The lesson drawn from the failure of the “Orange revolution” tells people not to rely too much on politicians, not to put too much trust in them, like they did with Viktor Yushchenko, who failed them. That this lesson has been learnt is one reason why civil society is now so strong. Today, it is the Ukrainian pro-European civil society that confers power on the political opposition. Otherwise, the political opposition would now have no power in the Ukrainian political sphere at all. The political opposition, mostly represented in the protests by three parliamentary political parties (UDAR, Bat’kivschnya and Svoboda), must comprehend the demands of civil society regarding the “rebooting” of Ukraine, and it should offer civil society a very clear plan of such an overhaul.
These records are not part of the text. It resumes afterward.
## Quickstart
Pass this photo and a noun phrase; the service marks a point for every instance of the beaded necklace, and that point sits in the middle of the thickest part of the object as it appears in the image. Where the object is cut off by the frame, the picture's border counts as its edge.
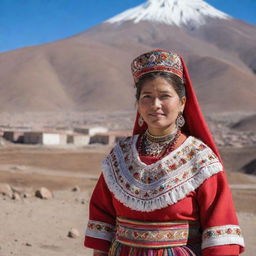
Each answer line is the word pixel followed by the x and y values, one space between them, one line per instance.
pixel 157 146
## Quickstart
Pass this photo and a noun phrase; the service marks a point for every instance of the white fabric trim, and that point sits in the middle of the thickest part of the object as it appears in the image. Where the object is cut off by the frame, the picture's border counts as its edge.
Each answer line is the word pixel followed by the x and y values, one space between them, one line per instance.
pixel 100 234
pixel 222 235
pixel 178 190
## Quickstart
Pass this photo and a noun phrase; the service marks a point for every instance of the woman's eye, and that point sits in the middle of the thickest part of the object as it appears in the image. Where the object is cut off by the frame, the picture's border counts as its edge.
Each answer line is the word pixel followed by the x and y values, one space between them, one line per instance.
pixel 165 96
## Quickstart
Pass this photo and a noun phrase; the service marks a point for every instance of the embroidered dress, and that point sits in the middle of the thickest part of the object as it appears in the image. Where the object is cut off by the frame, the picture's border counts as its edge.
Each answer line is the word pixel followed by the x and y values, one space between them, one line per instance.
pixel 178 205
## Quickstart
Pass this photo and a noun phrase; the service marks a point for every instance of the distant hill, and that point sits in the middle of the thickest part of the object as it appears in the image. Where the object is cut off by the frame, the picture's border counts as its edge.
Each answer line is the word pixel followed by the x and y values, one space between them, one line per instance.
pixel 91 71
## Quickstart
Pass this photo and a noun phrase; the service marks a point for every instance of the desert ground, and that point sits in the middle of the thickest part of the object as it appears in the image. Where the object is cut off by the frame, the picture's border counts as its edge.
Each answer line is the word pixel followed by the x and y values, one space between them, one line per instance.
pixel 32 226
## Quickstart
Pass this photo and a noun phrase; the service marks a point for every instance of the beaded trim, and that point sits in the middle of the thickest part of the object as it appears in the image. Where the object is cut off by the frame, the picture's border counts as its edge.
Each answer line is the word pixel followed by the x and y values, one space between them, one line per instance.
pixel 221 235
pixel 156 234
pixel 101 230
pixel 157 60
pixel 145 187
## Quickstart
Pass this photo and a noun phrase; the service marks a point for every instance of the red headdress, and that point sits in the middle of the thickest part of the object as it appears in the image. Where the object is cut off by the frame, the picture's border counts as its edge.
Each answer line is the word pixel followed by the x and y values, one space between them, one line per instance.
pixel 161 60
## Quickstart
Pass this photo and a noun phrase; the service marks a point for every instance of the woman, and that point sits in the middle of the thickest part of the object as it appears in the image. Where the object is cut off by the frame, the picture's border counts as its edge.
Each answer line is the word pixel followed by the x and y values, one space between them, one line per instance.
pixel 163 191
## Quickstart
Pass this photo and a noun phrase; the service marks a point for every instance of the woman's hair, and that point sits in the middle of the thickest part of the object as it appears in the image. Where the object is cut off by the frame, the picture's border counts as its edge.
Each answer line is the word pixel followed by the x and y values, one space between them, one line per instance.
pixel 176 81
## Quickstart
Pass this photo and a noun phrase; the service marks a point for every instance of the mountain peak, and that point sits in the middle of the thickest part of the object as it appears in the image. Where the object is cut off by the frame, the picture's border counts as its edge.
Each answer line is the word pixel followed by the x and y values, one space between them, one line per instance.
pixel 171 12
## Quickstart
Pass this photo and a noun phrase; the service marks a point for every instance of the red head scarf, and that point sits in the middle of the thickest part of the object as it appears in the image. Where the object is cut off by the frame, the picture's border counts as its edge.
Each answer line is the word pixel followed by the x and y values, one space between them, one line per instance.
pixel 161 60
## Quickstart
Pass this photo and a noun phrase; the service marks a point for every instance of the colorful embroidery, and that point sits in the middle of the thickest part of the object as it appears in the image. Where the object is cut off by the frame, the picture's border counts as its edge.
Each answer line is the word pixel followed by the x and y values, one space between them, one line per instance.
pixel 154 235
pixel 157 60
pixel 149 187
pixel 100 230
pixel 221 235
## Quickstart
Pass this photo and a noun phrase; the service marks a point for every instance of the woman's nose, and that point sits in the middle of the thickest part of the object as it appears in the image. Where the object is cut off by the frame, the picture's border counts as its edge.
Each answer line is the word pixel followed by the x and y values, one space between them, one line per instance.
pixel 156 102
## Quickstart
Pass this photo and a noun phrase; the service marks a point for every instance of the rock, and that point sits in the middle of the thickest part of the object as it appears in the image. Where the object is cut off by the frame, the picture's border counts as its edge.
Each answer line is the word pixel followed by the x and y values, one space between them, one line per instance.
pixel 44 193
pixel 76 189
pixel 5 189
pixel 16 196
pixel 27 195
pixel 73 233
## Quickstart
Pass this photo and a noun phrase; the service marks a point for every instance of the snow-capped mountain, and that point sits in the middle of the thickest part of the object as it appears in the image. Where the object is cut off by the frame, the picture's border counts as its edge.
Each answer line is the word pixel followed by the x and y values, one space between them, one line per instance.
pixel 171 12
pixel 91 71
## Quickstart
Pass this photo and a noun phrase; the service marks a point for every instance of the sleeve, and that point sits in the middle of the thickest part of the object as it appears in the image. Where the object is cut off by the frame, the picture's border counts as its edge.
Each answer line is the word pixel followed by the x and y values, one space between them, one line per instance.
pixel 101 225
pixel 221 231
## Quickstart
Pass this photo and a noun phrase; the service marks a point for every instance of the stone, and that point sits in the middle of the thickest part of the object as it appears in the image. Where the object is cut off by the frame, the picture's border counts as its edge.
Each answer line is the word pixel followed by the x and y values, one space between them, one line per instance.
pixel 76 189
pixel 73 233
pixel 5 189
pixel 27 195
pixel 44 193
pixel 16 196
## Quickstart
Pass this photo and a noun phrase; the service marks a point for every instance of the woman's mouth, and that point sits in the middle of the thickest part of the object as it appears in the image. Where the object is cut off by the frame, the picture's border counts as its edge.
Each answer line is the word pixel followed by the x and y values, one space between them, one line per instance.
pixel 156 114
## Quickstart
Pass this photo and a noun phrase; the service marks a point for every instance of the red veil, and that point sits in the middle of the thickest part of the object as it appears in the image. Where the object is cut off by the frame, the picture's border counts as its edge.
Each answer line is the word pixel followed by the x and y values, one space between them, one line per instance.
pixel 195 123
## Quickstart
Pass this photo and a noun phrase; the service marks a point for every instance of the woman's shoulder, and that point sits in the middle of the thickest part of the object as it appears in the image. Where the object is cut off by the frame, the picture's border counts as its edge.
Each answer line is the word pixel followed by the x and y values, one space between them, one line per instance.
pixel 200 150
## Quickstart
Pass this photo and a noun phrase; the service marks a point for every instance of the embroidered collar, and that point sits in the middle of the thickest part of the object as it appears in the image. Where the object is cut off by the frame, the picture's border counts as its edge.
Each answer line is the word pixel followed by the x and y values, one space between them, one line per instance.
pixel 149 187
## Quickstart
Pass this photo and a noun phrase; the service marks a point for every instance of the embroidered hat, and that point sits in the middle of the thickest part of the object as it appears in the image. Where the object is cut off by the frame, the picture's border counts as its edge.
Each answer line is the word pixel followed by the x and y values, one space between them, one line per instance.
pixel 195 123
pixel 157 60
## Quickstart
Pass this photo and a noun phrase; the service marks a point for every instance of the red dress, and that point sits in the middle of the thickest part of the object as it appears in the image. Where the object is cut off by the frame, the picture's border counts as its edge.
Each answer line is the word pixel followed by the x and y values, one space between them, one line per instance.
pixel 186 186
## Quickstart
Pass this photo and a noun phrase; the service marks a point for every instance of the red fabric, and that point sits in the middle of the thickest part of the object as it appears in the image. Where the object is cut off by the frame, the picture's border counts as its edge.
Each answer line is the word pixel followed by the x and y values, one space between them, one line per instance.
pixel 211 203
pixel 195 123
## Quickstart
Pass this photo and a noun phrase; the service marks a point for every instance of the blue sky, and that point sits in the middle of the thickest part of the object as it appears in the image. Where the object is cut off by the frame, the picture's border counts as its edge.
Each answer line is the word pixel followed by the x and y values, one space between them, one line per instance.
pixel 31 22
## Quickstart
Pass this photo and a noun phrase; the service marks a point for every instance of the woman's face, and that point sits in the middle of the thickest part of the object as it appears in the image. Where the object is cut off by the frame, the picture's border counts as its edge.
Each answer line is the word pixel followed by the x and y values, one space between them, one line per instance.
pixel 159 105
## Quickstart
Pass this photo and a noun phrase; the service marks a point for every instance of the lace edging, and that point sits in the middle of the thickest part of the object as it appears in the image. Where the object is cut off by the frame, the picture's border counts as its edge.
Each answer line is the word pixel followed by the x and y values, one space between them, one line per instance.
pixel 162 201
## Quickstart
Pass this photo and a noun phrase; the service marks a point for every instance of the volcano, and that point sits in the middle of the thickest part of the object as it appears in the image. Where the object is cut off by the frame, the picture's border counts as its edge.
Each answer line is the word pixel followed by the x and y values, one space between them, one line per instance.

A conciliatory deal struck between the opposition and the ruling elites would not satisfy Ukrainian civil society, and if civil society sees that the opposition is simply using hundreds of thousands of protesters to secure its own bargaining power, it will withdraw its support. It is worth noting that, according to the latest public opinion poll by the Kyiv International Institute of Sociology, only 5.4 per cent of the protesters were mobilized by the opposition parties; the rest were driven by their own conscience. Even if the pro-European protesters are ready to give the opposition a chance at early or regular elections, civil society needs solid guarantees that Ukraine will be “rebooted” and that the people will have a strong say in the process of Ukraine’s development after the opposition — sooner or later — takes power. In a new Ukraine, power should be decentralized and parliamentary democracy re-established; civil society itself will need to influence politics and the economy through a genuinely independent media, efficient social councils, community-based initiatives, influential NGOs and vibrant trade unions, among others.
This is why the opposition must offer a coherent and well-defined strategy as to how exactly it is going to structure the Ukrainian state in political, social, economic, cultural and intellectual terms. Because an increasingly self-aware civil society is not interested in simply changing the name of president. The pro-European protesters on the streets of Ukrainian cities are not wasting their time — let alone their careers, health and lives — for a political messiah. They are the messiah for whom they themselves have been waiting for more than 20 years. They just need the kind of political representation that understands their message and makes it a reality.